El sorprendente final abierto de la novela es un aviso de que todo está en suspensión, un anuncio del
peligro que la incomunicación y el egoísmo conllevan, pero también contiene la
esperanza que siempre encierra la frase no escrita que el lector deduce “Tenemos que hablar”, ese es el mensaje
enviado a los cuatro vientos: "Hemos de juntarnos y hablar", el precio de este primer intento resulta muy caro, pero por ello mismo hay que seguir insistiendo.
Aquellos
muchachos que hoy rondan los sesenta años siguen deseando realizar la cumbre
mundial que paralice el doloroso desencuentro entre Levante y Poniente, y eso
es lo que verdaderamente importa.
Esta vez no
voy a pedir perdón por haberme extendido, la novela, que también es larga, requería
mi modesto análisis. En Oriente siempre hubo menos prisa.
Por
poner alguna pega, y lo cierto es que he de rebuscarla, diré que habría agradecido
como lectora más pinceladas descriptivas sobre el físico de los personajes, y
algunas sobre los espacios, pero de sobra sé que el escritor quería recalcar
que la acción se produce en el interior de todos los personajes y por ello
forzó la desnudez y despojó de distracciones. La novela está resuelta en
espacios íntimos, distancias cortas y con diálogos a dúo. Un acierto enorme es el de utilizar el
lenguaje escrito en forma epistolar o de diario para reflejar la intimidad del
conductor, Adam habla en primera persona, pero al salirnos de la cursiva encontramos al narrador omnisciente en tercera para completar, de ese modo consigue el enfoque subjetivo y también el objetivo, la construcción es sencilla pero eficaz..
Terminaré con los extraordinarios titulares que como buen periodista el autor sabe
subrayar:
“Nacer es venir al mundo y no en tal o
cual país, ni en tal o cual casa”.
“Nací en un planeta no en un país”.
“Me prometía en mi fuero interno con una
pizca de orgullo que no regresaría a vivir a mi país hasta que fuera otra vez
el que yo había conocido.

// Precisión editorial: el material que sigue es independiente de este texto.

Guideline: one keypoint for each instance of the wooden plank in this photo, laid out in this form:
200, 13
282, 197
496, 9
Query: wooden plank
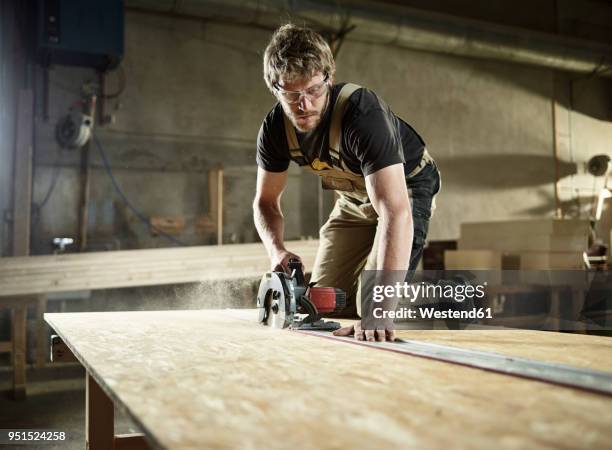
60, 273
130, 442
99, 417
526, 227
159, 254
555, 261
230, 383
6, 347
60, 352
523, 243
22, 191
41, 332
479, 260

Sabía que era imposible, pero aquella exigencia no
era negociable y sigue sin serlo”.
“Es mi forma de ser fiel y nunca he
tenido otra”.
“Todo hombre tiene derecho a irse, es su
país quien tiene que convencerlo para que se quede”.
“Las religiones ya no son religiones
sino facciones, partidos, milicias”.
“Es fácil reponerse de la desaparición
del pasado, de lo que no puede uno reponerse es de la desaparición del
porvenir”.
“Las leyes de la sociedad no son las de
la gravedad, con frecuencia te caes hacia arriba y no hacia abajo”.
Ha
sido una experiencia conmovedora, confieso que he llorado en muchos tramos, que
siento un gran cariño por el corazón elegante de este escritor que aún nota
malas caras cuando le escuchan hablar en árabe, este autor que comenzó su discurso
de agradecimiento por el Premio Príncipe de Asturias pidiendo disculpas por no
hablar nuestro idioma, recalcando que lo entendía en gran parte pero que no lo
hablaba, ¡un francés con esa deferencia hacia nosotros!, no sé si soy injusta
al decir con ironía que no es habitual.
Regalaré
el libro a mis hijas, a mi hermano, a mis personas queridas...
Un
abrazo y hasta el próximo encuentro.